Я постоял в короткой очереди в кассу, прошел в другую очередь к раздаточному окну, из которого веяло жарким кухонным дыханием, и с пластиковым подносом стал лавировать между столами, разыскивая местечко почище и поспокойнее. Сел и огляделся.
Среди буднично утолявших голод людей вдруг бросились в глаза сидящие неподалеку два парня и девушка. Не было у них на столе ничего особенного: та же еда, две бутылки какого-то дешевого вина. Но по их оживленным, улыбчивым лицам, по блеску глаз было ясно, что они пируют, а не просто едят. Я хорошо видел широковатые и чем-то схожие, бесхитростные лица чуть захмелевших парней и профиль девушки. Ел и прислушивался к их негромкому смеху, и мне было почему-то приятно, что эти молодые, веселые люди сидят неподалеку. Я изредка поглядывал на них.
Что-то привлекло меня в этой девушке. Блестящие темные волосы, собранные на затылке, милая асимметричность лица, серый ворсистый берет — все это было обычно: не внешностью притягивала мой взгляд эта девушка.

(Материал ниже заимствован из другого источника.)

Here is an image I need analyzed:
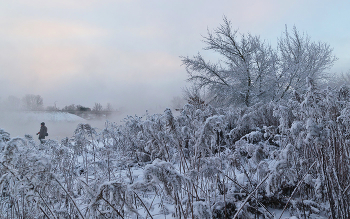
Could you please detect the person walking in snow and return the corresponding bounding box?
[36,122,48,144]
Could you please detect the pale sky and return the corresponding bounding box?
[0,0,350,114]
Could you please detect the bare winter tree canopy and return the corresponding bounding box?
[182,17,336,106]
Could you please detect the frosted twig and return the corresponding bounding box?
[278,161,317,219]
[233,174,270,219]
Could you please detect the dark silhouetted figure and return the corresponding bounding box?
[36,122,48,144]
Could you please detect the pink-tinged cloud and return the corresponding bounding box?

Возможно, то, что я скажу, — лишь наивное заблуждение. Но на лице всегда остается след душевной работы, если человек неистово ищет ответы на бесконечные почему, которые ставит перед ним неудачливая судьба. Да, именно неудачливая, потому что удачи и успех воспринимаются как должное. А должное и естественное не вызывает вопросов. Разве у счастливой любви спрашивают, почему она счастливая? А вот неудачи всегда порождают эти за что и почему. И, мучаясь в поисках ответов, человек попутно передумает и поймет так много, что иногда ему становится ненужным ответ на то почему, от которого он отправился в путь.
Я люблю эту породу людей, которые вечно ищут и вечно не находят ответов. И след этой душевной работы виден на человеческом лице сквозь любые ухищрения косметики, блеск молодости и старость. Девушка несколько раз оглянулась на меня, и это взволновало. Уже возникло между нами какое-то непонятное общение.
Они ушли чуть раньше меня. Но когда я, застегивая плащ, вышел на улицу, то сразу столкнулся с этими парнями. У них были растерянные, обескураженные лица. Они медленно прошли мимо.
Я постоял, глядя им вслед, закурил.
Рядом у витрины спиной к улице стояла женщина в сером мохнатом пальто и ярком розовом шарфе; ее темные волосы спадали на плечи, большие защитные очки скрывали лицо. Она стояла и смотрела в витрину, чуть отставив ногу в коричневом замшевом сапожке, покачивала рукой сумку, висевшую на плече. Почувствовав мой взгляд, она обернулась. Это была та девушка, которая пировала с парнями в кафе, только она сняла берет и распустила волосы.
Видно, очень уж огорошенный был у меня вид, потому что она весело улыбнулась и сняла очки.
Мы медленно шли по улице.
Уже зажигались витрины и фонари, все неспешнее становился поток прохожих.
Я смотрел ей в лицо. В этом вечернем свете она казалась старше. Нет, это было молодое лицо — густо наложенная на веки чернь и яркая губная помада только выделяли свежесть смуглой кожи, но у меня не проходило давешнее впечатление. Что-то было в ее лице, в блестящих темных глазах, где-то глубоко-глубоко таились тени. И когда она переставала улыбаться, на лице вдруг появлялась усталость, будто на миг с него спадала маска беззаботности. Гасли глаза, расслаблялись мускулы, и все сразу тускнело. Это состояние было таким кратким, что его можно было не уловить, если бы оно не повторялось. А потом я заметил негармоничность глаз и лица — глаза были старше. Даже когда она улыбалась, они смотрели вопрошающе. И эта затаенная вопросительность как-то скрадывала вульгарность косметики и чрезмерную современность ее облика, тоже граничащую с вульгарностью. Но не было в ней того откровенного и незатейливого кокетства, которое сразу бросается в глаза любому мужчине…
Мы медленно шли по улице, вплывающей в прохладный и ясный осенний вечер.
— Что же вы покинули своих рыцарей?
— Да ну их! — Она рассеянно улыбнулась, видимо думая о чем-то другом.
— По-моему, это жестоко. У них были такие обиженные лица.
— Мне надоели обиженные лица: каждый носится со своей непонятостью.
— Какие же лица вам нравятся?
— Умные. Скучно, когда понимаешь, что нечего понимать.